There are many grief holes.

There’s the grief hole you fall into when a loved one dies.

There’s another grief hole in all of us; small or large, it determines how much we want to live.

And there are the geographical grief holes, the buildings that attract sorrow and loss and are filled with ghosts.

The book “The Grief hole” by Kaaron Warren follows the journey of young Theresa. Theresa has the ability to see ghosts, more precisely, ghosts that indicate how a person is going to die. The closer they are the closer a person is to death. After losing her boyfriend Ben, she starts working as a social worker.

But because of one particular client, she experiences a serious attack at work that leaves her client dead and her filled with grief and guilt. Consequently, she decides to leave her old home behind and temporarily move to work with her uncle. 

While working with him she finds out that, a few years prior, her aunt and uncle tragically lost their daughter Amber to suicide. And while the parents where in the process of grieving, someone took away all of Amber’s art work. After Theresa hears of this she decides to help her aunt and uncle to retrieve  Amber’s artwork, which  is when she stumbles over famous singer Sol Evictus who is in possession of them. However, he is seemingly not willing to simply sell them to Theresa. So she goes on a mission to find a worthy trade during which she gets a disturbing look into Sol Evictus’ live and his one-of-a-kind art collection.

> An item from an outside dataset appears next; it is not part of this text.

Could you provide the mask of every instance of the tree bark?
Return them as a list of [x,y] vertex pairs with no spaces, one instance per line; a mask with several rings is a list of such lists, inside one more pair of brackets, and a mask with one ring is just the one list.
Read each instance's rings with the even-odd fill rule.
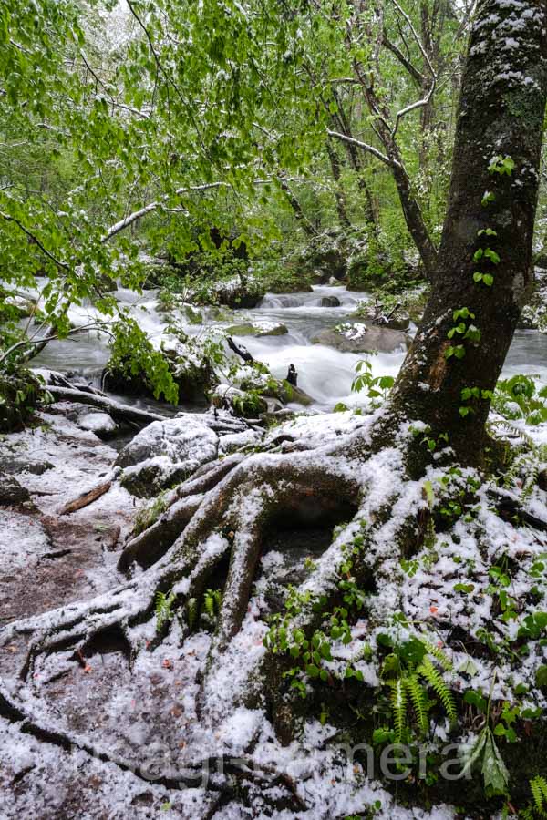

By taking on a topic that many can relate to, which is loss and grief, and combining it with supernatural and horror elements, Warren creates a story that can really draw in a broad readership. The interjection of song-lyrics as well as art works really allow the reader to fully immerse themselves into the story and follow along with the experiences that the protagonist Theresa is having.

Even though this book is to some level a supernatural ghost story, these supernatural elements are not the main source of horror in the story. The dreadful feeling stems much more from the art work and songs that are heavily focused on in the book. And not only the things that the art portrays but also the circumstances in which some of the paintings, photographs, etc. are produced leave the reader disturbed. Oddly enough, a lot of the times, the actual art pieces are not described in detail. But the author provides just enough description for the reader to produces their own horrifying and disgusting image in their head, which in my opinion is what makes the horror aspect of this novel so effective. Especially Amber’s art work might seem disturbing to the reader, as Sol Evictus instructed her to paint them in what Theresa gets to know as ‘Paradise Falls’ or the ‘Grief Hole’, a place where young teenagers go to commit suicide. The whole atmosphere that the author creates surrounding that place definitely contributes to the sense of fright and terror that the reader experiences.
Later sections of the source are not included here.